The first reason is payroll flexibility. Yusei Kikuchi probably wouldn’t have been able to come to Seattle if Segura and Robinson Cano remained on the team. The Mariners will also have a lot more money to spend in free agency in the next couple offseasons. Trying to contend this season would mean hunting in the bargain bin. There’s a lot that can go wrong in that scenario.
Second, the players who were traded aren’t quite as valuable as they seem. Paxton hasn’t pitched more than 160.1 innings in a season, and he’s already suffered an injury this year. You just can’t count on him to pitch a full season. Cano is 36, has started the season off slowly, and he never posted back-to-back seasons of elite production in Seattle. Closers are volatile and only pitch about a third as many innings as starters, which limits their value. As incredible as he was last season, it still made sense to try to turn Diaz into a productive starting pitcher or position player. I don’t have any problems with the decision to let Nelson Cruz walk, since Daniel Vogelbach has been mashing at a much cheaper price and also comes with the bonus of being thiccer. Out of all the stars, Segura was the best one to keep, but the trade that sent him to Philadelphia could turn out to be pretty good for the Mariners. After raking in AAA, J.P. Crawford has impressed with the Mariners so far. The other player in the deal, Carlos Santana, was flipped for Encarnacion and a draft pick.

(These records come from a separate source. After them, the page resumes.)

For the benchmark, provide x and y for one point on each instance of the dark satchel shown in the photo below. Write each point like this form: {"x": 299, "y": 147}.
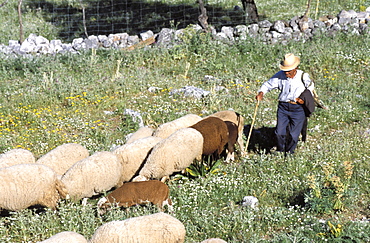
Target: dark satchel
{"x": 309, "y": 101}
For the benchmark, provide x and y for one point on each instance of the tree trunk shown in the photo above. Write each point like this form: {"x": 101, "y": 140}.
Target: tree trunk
{"x": 3, "y": 3}
{"x": 203, "y": 16}
{"x": 250, "y": 9}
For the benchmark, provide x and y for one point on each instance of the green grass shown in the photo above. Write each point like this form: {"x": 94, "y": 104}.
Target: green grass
{"x": 50, "y": 100}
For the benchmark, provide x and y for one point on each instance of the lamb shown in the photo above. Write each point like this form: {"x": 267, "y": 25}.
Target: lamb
{"x": 133, "y": 155}
{"x": 154, "y": 228}
{"x": 16, "y": 156}
{"x": 66, "y": 237}
{"x": 142, "y": 132}
{"x": 166, "y": 129}
{"x": 172, "y": 154}
{"x": 25, "y": 185}
{"x": 229, "y": 115}
{"x": 95, "y": 174}
{"x": 215, "y": 135}
{"x": 232, "y": 139}
{"x": 133, "y": 193}
{"x": 61, "y": 158}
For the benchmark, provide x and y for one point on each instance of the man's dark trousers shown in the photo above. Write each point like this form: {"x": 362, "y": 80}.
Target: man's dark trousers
{"x": 289, "y": 116}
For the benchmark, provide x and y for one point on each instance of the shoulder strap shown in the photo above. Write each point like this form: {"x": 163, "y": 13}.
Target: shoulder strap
{"x": 303, "y": 81}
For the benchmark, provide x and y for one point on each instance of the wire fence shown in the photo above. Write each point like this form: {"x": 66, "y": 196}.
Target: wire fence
{"x": 103, "y": 17}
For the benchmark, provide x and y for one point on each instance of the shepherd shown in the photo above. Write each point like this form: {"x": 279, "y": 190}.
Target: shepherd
{"x": 290, "y": 113}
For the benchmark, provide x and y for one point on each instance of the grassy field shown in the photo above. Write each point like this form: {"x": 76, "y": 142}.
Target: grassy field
{"x": 321, "y": 194}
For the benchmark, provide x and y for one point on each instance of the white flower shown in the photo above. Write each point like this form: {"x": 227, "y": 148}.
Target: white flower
{"x": 250, "y": 201}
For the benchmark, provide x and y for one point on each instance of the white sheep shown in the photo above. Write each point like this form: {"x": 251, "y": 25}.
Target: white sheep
{"x": 25, "y": 185}
{"x": 16, "y": 156}
{"x": 142, "y": 132}
{"x": 133, "y": 155}
{"x": 166, "y": 129}
{"x": 172, "y": 154}
{"x": 65, "y": 237}
{"x": 154, "y": 228}
{"x": 232, "y": 116}
{"x": 95, "y": 174}
{"x": 61, "y": 158}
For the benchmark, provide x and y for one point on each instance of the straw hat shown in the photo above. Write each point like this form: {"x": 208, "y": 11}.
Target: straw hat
{"x": 290, "y": 62}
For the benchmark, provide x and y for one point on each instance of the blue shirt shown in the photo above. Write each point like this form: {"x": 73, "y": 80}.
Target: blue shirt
{"x": 290, "y": 88}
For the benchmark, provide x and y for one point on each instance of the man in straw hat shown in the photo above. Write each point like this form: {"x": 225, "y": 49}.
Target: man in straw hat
{"x": 290, "y": 114}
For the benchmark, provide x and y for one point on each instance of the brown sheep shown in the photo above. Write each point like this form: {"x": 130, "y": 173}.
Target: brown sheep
{"x": 229, "y": 115}
{"x": 233, "y": 137}
{"x": 215, "y": 135}
{"x": 139, "y": 192}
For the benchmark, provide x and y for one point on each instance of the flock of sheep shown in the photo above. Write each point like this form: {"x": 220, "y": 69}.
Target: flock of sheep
{"x": 136, "y": 169}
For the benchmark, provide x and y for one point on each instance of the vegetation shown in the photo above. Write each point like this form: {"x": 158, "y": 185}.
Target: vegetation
{"x": 319, "y": 194}
{"x": 63, "y": 19}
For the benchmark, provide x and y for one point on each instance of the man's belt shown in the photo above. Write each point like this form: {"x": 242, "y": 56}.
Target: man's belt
{"x": 292, "y": 102}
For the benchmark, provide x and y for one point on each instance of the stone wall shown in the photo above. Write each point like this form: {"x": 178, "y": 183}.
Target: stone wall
{"x": 296, "y": 29}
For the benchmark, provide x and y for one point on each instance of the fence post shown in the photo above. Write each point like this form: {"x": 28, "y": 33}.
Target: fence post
{"x": 20, "y": 21}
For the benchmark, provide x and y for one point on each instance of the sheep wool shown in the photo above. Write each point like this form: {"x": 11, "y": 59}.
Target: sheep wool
{"x": 133, "y": 155}
{"x": 25, "y": 185}
{"x": 16, "y": 156}
{"x": 166, "y": 129}
{"x": 172, "y": 154}
{"x": 214, "y": 240}
{"x": 95, "y": 174}
{"x": 154, "y": 228}
{"x": 65, "y": 237}
{"x": 232, "y": 116}
{"x": 142, "y": 132}
{"x": 63, "y": 157}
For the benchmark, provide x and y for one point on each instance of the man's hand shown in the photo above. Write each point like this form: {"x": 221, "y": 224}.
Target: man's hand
{"x": 259, "y": 97}
{"x": 299, "y": 101}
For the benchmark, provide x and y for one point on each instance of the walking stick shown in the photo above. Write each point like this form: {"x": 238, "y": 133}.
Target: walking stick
{"x": 250, "y": 131}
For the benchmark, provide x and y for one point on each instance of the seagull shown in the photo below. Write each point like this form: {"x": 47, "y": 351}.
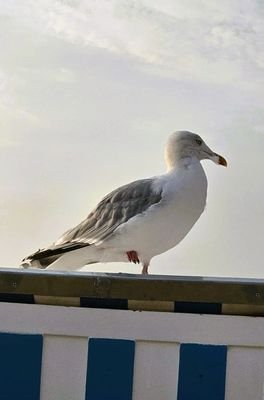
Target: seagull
{"x": 142, "y": 219}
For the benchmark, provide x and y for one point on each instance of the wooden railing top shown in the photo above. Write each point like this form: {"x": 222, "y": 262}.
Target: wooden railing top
{"x": 132, "y": 286}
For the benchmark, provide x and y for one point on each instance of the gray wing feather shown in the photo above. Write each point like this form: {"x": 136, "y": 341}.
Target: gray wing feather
{"x": 113, "y": 210}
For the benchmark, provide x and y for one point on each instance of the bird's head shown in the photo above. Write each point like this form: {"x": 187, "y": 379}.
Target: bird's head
{"x": 185, "y": 147}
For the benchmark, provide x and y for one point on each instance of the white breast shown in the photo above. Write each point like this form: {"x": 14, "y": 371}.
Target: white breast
{"x": 164, "y": 225}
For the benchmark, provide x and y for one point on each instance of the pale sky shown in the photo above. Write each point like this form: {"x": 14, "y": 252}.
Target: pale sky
{"x": 89, "y": 92}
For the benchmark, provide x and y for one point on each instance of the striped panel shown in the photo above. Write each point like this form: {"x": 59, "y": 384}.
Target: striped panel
{"x": 110, "y": 369}
{"x": 202, "y": 372}
{"x": 191, "y": 307}
{"x": 20, "y": 366}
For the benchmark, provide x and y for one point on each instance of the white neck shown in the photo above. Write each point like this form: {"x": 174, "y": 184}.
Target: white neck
{"x": 174, "y": 161}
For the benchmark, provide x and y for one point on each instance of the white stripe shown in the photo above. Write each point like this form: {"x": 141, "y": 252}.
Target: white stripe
{"x": 245, "y": 374}
{"x": 64, "y": 365}
{"x": 135, "y": 325}
{"x": 155, "y": 371}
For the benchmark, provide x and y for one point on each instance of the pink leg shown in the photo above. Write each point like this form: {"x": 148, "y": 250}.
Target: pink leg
{"x": 133, "y": 256}
{"x": 145, "y": 269}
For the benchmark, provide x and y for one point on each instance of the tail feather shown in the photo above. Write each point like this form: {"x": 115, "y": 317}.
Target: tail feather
{"x": 43, "y": 258}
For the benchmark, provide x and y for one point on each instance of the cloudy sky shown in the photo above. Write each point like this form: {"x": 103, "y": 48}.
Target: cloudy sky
{"x": 90, "y": 90}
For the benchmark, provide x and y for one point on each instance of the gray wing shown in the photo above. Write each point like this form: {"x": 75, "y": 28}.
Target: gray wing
{"x": 113, "y": 210}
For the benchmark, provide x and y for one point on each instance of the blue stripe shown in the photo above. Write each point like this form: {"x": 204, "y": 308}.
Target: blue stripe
{"x": 110, "y": 369}
{"x": 202, "y": 372}
{"x": 20, "y": 366}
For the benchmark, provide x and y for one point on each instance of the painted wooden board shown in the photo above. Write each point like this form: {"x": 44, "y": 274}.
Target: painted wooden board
{"x": 20, "y": 366}
{"x": 245, "y": 373}
{"x": 156, "y": 371}
{"x": 110, "y": 369}
{"x": 63, "y": 368}
{"x": 202, "y": 372}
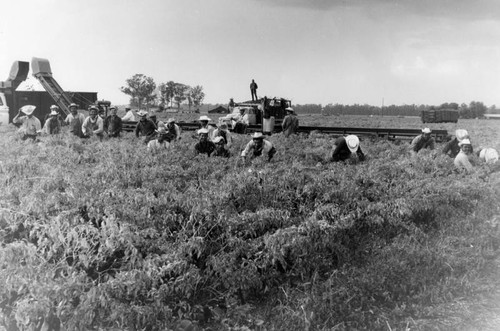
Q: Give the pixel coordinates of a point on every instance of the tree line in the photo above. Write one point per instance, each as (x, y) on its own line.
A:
(472, 110)
(144, 92)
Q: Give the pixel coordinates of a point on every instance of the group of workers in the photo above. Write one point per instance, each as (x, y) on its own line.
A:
(216, 141)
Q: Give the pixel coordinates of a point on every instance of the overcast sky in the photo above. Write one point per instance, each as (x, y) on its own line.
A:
(311, 51)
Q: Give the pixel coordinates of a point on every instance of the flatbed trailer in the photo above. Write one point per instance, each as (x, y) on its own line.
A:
(382, 133)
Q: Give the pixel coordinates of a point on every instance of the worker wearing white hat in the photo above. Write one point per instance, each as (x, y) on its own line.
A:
(145, 127)
(52, 124)
(31, 125)
(488, 155)
(162, 141)
(424, 140)
(75, 120)
(204, 125)
(93, 126)
(451, 148)
(259, 147)
(347, 147)
(462, 159)
(204, 145)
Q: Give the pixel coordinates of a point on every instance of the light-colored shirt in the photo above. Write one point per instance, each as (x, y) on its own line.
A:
(93, 127)
(29, 125)
(129, 116)
(156, 146)
(462, 162)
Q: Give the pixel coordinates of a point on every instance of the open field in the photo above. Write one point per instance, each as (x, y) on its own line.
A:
(103, 235)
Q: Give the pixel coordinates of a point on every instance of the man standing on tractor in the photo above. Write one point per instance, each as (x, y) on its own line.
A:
(253, 90)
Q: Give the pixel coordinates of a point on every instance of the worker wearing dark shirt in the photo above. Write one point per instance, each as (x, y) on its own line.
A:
(113, 124)
(345, 147)
(452, 147)
(204, 146)
(145, 127)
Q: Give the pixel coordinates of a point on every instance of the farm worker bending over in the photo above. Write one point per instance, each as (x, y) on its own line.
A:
(75, 120)
(160, 143)
(290, 122)
(129, 115)
(346, 147)
(259, 146)
(488, 155)
(93, 124)
(204, 125)
(204, 146)
(219, 147)
(462, 159)
(145, 127)
(30, 124)
(52, 124)
(423, 140)
(224, 133)
(113, 123)
(452, 148)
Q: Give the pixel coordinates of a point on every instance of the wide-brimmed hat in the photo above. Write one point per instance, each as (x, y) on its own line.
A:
(28, 109)
(161, 130)
(490, 155)
(203, 131)
(217, 140)
(464, 142)
(142, 113)
(258, 135)
(461, 134)
(352, 142)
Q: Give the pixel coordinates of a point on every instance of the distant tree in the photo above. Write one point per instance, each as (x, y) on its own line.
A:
(180, 93)
(477, 109)
(141, 89)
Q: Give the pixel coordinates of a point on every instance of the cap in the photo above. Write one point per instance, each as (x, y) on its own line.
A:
(352, 142)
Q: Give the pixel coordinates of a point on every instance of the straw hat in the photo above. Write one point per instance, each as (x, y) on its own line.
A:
(352, 142)
(217, 140)
(142, 113)
(461, 134)
(203, 131)
(28, 109)
(258, 135)
(464, 142)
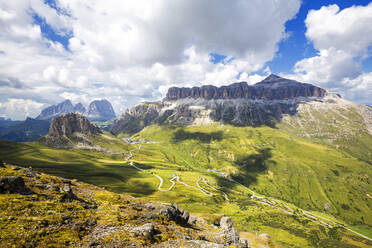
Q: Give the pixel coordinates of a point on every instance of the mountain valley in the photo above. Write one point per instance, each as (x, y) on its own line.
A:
(288, 160)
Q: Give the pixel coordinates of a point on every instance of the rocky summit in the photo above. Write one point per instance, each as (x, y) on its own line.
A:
(98, 110)
(69, 124)
(271, 88)
(241, 104)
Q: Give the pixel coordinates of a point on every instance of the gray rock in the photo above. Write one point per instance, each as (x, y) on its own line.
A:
(70, 123)
(100, 110)
(147, 230)
(192, 220)
(172, 212)
(13, 185)
(229, 232)
(68, 195)
(189, 244)
(56, 110)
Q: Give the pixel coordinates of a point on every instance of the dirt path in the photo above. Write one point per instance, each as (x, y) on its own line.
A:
(323, 221)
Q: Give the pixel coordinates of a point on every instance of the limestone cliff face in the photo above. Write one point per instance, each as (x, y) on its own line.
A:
(272, 88)
(241, 104)
(72, 123)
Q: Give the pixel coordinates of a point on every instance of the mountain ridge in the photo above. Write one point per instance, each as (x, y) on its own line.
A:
(98, 110)
(271, 88)
(240, 104)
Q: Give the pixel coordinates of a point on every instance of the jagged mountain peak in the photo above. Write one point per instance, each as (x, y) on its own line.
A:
(98, 110)
(71, 123)
(271, 78)
(271, 88)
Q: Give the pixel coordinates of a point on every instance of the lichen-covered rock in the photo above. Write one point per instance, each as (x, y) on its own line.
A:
(189, 244)
(147, 230)
(229, 232)
(13, 185)
(72, 123)
(68, 195)
(68, 213)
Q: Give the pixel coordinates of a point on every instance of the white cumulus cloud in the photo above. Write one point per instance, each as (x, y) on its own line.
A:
(130, 51)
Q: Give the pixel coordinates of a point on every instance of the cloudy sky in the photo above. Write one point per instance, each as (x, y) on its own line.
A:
(132, 51)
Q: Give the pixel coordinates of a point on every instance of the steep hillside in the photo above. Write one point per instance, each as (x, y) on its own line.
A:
(38, 210)
(254, 175)
(23, 131)
(98, 110)
(240, 104)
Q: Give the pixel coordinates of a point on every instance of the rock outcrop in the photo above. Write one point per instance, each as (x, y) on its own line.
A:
(84, 215)
(56, 110)
(241, 104)
(100, 110)
(13, 185)
(271, 88)
(72, 123)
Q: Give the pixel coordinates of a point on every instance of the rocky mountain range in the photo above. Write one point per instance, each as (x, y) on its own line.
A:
(271, 88)
(24, 131)
(241, 104)
(71, 123)
(98, 110)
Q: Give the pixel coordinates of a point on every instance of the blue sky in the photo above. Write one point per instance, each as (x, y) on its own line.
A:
(133, 51)
(296, 46)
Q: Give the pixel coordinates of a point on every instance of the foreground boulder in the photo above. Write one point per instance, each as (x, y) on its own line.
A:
(13, 185)
(68, 213)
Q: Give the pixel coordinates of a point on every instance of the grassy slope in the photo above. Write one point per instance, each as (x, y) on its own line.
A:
(267, 160)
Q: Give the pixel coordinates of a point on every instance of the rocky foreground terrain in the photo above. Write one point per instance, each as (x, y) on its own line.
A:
(38, 210)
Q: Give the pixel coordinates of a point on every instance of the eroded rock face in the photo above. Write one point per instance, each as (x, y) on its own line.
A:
(271, 88)
(13, 185)
(98, 110)
(72, 123)
(56, 110)
(240, 104)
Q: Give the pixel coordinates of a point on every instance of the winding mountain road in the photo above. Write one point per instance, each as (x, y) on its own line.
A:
(323, 221)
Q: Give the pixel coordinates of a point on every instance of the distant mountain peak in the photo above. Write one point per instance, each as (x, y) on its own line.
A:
(72, 123)
(271, 78)
(271, 88)
(99, 110)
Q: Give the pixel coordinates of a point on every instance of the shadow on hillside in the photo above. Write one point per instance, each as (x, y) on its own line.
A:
(181, 135)
(76, 164)
(250, 167)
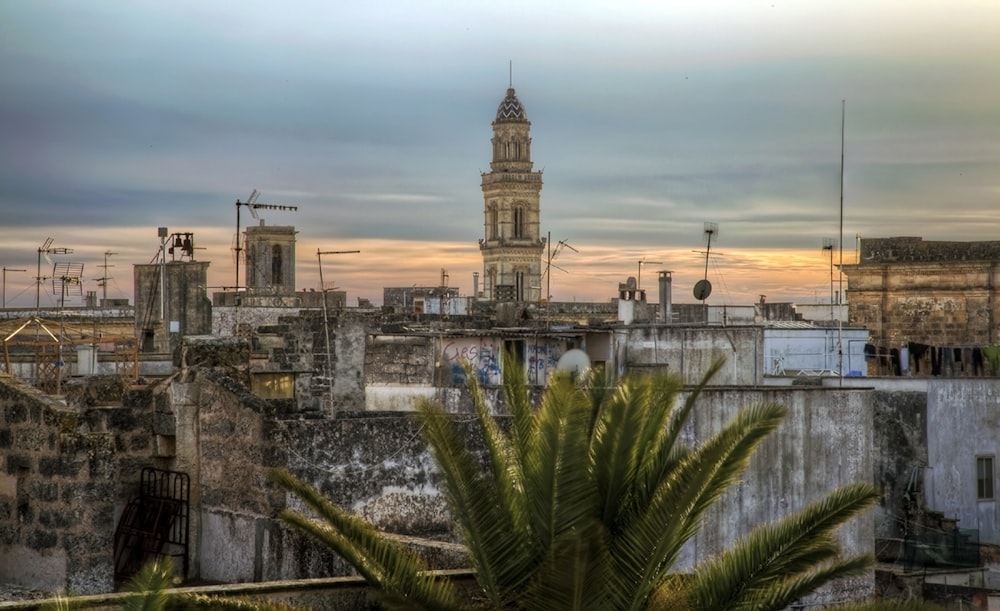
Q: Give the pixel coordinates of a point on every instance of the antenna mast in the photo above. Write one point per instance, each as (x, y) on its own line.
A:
(253, 206)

Lastly, the rebuild extends the window for the Mariners to be competitive. The Mariners would only have had two more arbitration years left with Paxton before he hit free agency. Cano is already 36 and could hit a sharp decline soon. The same goes for Cruz, who will be 39 on July 1. Going all-in on this season would have had the potential to be disastrous, as it’s unlikely the Mariners would be able to finish ahead of the Astros for the division title. Pushing all the chips into the center of the table for a run at a Wild Card is just way too risky. The prospects acquired in the offseason will be under team control for a while and there isn’t a high risk that their skills suddenly fall off a cliff. It was a tough decision to swallow, but I think Dipoto made the right choice to rebuild the Mariners.